Published in 1940, this short book covers a week in the life of Camilla Lacely, a vicar’s wife in a mid-sized northern town near Manchester.  A lover of E.M. Delafield, Camilla attempts to write about church committees, war work, local squabbles, and concerns about her overworked husband and enlisted son with the same verve as the Provincial Lady.  Inevitably, she fails to capture the humour and quick-wittedness of those books but the result is still pleasant.  The book does drag somewhat through Camilla’s church-related duties and these take up a tedious amount of time.  In Delafield’s light-hearted hands I have no doubt this could have been made entertaining but it becomes ponderous in Peck’s far more earnest ones.

The best thing about Camilla is her taste in books and my favourite passages were reading-related ones.  For instance, I loved her musings on her fictional predecessors:

…I am rereading with infinite pleasure of the clergy ladies of fiction, Mrs Elton and Mrs Proudie, Nancy Woodforde and Mrs John Wesley […] I let my mind sink into sleep, fancying what sort of address Mrs Elton gave to the Mothers’ Meeting (if any), and how Bishop Proudie ever found the courage to propose to Mrs Proudie.

And who could resist her prescription after a long and exhausting day?

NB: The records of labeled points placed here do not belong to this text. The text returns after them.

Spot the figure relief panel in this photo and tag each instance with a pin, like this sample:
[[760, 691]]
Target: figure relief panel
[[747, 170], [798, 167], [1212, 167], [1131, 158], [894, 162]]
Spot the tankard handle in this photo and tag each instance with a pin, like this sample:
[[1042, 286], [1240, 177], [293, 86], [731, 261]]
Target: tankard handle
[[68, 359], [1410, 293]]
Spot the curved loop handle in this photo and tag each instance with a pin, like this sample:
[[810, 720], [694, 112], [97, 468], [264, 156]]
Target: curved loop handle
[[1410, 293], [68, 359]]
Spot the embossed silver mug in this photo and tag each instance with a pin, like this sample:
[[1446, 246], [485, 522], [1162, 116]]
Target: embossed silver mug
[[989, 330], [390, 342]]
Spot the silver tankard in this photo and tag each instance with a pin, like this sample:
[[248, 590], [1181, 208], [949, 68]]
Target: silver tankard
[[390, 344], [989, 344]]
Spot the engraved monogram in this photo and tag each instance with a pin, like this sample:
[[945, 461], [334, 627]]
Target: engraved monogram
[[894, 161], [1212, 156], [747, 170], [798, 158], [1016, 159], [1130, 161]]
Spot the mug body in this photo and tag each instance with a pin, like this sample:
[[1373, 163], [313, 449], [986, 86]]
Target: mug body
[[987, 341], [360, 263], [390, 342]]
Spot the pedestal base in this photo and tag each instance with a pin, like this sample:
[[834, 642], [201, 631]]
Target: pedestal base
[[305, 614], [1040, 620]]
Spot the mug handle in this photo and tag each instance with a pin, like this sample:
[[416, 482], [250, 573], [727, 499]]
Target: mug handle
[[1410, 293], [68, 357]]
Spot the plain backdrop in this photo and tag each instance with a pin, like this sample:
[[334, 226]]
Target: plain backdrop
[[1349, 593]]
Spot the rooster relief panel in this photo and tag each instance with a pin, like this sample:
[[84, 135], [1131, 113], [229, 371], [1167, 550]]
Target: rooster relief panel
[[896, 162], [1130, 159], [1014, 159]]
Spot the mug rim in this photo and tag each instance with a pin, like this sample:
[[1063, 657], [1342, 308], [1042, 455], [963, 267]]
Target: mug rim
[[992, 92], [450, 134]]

Arthur came in looking so exhausted that I went to the book shelf and took out Mr Mulliner Speaks.  I propped this against the water-jug for him, and Wild Strawberries by Angela Thirkell, which I have read thirty times already and will probably read thirty more, against the loaf for myself.  There is nothing so good for worried people as to read at their meals, and funny books if possible…

Others have written far more fondly and at length about this book so do read the reviews by Audrey, Julie, and Lyn if you are interested in learning more.  I am happy to have read this but will equally happily consign my copy to the give-away pile.  For me, this book is a poor example of Peck’s talents.  Her gifts are more introspective than observational, more earnest than comic, and it feels like here she tries – with middling results – to be something she isn’t.  Much better to read the excellent House-Bound (published two years later) and be swept up into a thoughtful, moving story about the war’s impact on domestic life and social conventions.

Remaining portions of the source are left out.